While immunotherapy is not complicated by the teratogenic effects of chemotherapy, it could deactivate maternal immunotolerance leading to miscarriages, impaired fetal growth or immune-related adverse effects in the fetus or the mother. However, this causative link is still unclear, since other factors could potentially affect the pregnancy outcome, such as the advanced stage of disease. Consequently, there is an unmet need for clinical trials evaluating the real incidence of these data, although such an endeavor would confront ethical and human rights restrictions. For the time being, the utilization of ICIs during pregnancy is not recommended.

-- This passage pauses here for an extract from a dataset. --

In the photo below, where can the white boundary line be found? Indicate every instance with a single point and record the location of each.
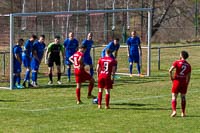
(78, 106)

A multidisciplinary approach and close monitoring of the pregnancy are of high importance whenever these agents are used during pregnancy.

Acknowledgements

Not applicable.

Funding

None declared.

Disclosure

MAD has received honoraria from participation in advisory boards from Amgen, Bristol Myers Squibb, Celgene, Janssen, Takeda. FZ has received honoraria for lectures and has served in an advisory role for AstraZeneca, Eli-Lilly, Merck, Novartis, Pfizer and Roche. The remaining authors have declared no conflicts of interest.

Data sharing

Data supporting our findings can be found in PubMed bibliographical database and FDA Adverse Events Reporting System (FAERS) Public Dashboard.